BlogComparison

Tome vs SlideGMM (2026): An Honest Side-by-Side After 6 Months Using Both

A detailed comparison of Tome and SlideGMM across pricing, AI generation quality, PowerPoint export, mobile experience, and team features. Where each wins, where each loses, and how to pick.

Founder, SlideGMM AI. I run paid Tome and SlideGMM subscriptions in parallel for testing.
8 min read

Disclosure first: we make SlideGMM. I've also paid for Tome subscriptions for the last 6 months specifically to test the comparison. Both tools have real strengths and real weaknesses; this article tries to surface both honestly.

A note on the comparison structure: I won't dwell on the categories where the tools are roughly equivalent (basic AI generation, web sharing, sign-up flow). I'll focus on the categories where they meaningfully differ, which is what matters for picking between them.

6 months
Paid subscriptions to both tools
60+ decks
Generated across the comparison period
12 use cases
Tested head-to-head
$144
Combined subscription cost (Tome Pro + SlideGMM Plus)

If you're also considering Gamma or Beautiful.ai, our 4-way head-to-head tested all four tools across 12 use cases.

The one-paragraph summary

Tome is best for mobile-edited, image-heavy, web-shared decks. The mobile editor is genuinely best-in-class; the storytelling templates are visually polished; the free tier is generous. SlideGMM is best for PowerPoint-bound decks, URL-to-presentation conversion, and non-English work. The PowerPoint export quality is meaningfully cleaner; the URL import is the strongest in the category; the multi-language support is a different dimension entirely. Pick by which axis matters more for your specific workflow β€” there's no universal winner.

Pricing comparison

TierTomeSlideGMM
Free tier credits500/month300/month
Free tier .pptx exportNo (paywalled)Yes
Free tier watermarkNoYes
Plus / Pro tier price$16/mo$9/mo
Team tier price$28/user/mo$15/user/mo
Annual discount20% off20% off
Free trial of paid tier14 days14 days

Where Tome wins on pricing: free-tier monthly credits (500 vs 300), no watermark on free tier.

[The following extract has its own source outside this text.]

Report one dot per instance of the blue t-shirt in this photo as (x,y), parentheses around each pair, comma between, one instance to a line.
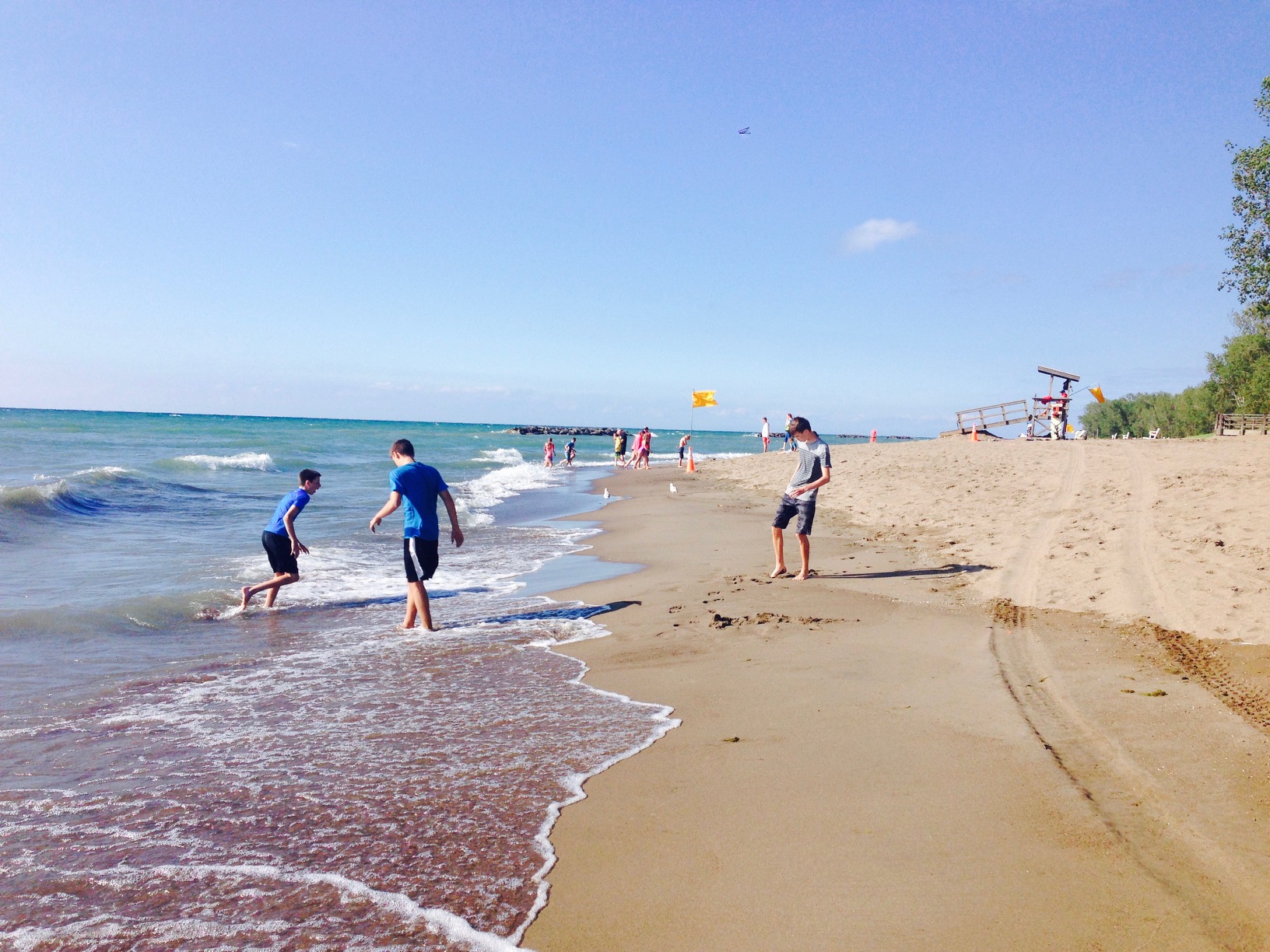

Where SlideGMM wins on pricing: paid tiers are meaningfully cheaper, free-tier .pptx export is included, team pricing is half the cost.

The pricing tradeoff is meaningful. For a 10-person team, the annual difference is $1,560 (Tome Team $3,360/year vs SlideGMM Team $1,800/year). For an individual user, the annual difference is $84 ($192 Tome Pro vs $108 SlideGMM Plus).

AI generation quality

Tested on 12 use cases. Both tools generate decks from prompts; both accept document uploads; both produce 10–15 slide first drafts within 30 seconds.

Where Tome wins: image-heavy storytelling decks. Tome's first drafts are more visual, with hero images on most slides and narrative-style layouts. For marketing decks, brand stories, and customer case studies, Tome's output is more polished out of the box.

Where SlideGMM wins: structured/data-heavy decks. SlideGMM's first drafts have stronger information hierarchy β€” clearer headlines, more disciplined bullet structure, less stock-image fluff. For pitch decks, sales decks, and technical presentations, SlideGMM's output is closer to ready.

The neutral zone: educational decks, internal team updates, and one-off general-purpose decks come out roughly equivalent on both tools.

PowerPoint export quality

This is where the gap is most meaningful. (For a deeper dive on why .pptx export degrades quality in web-first tools, see our Gamma export quality guide β€” the architectural reasons apply to Tome as well.) We tested 25 decks generated in each tool by exporting to .pptx and opening in PowerPoint 365.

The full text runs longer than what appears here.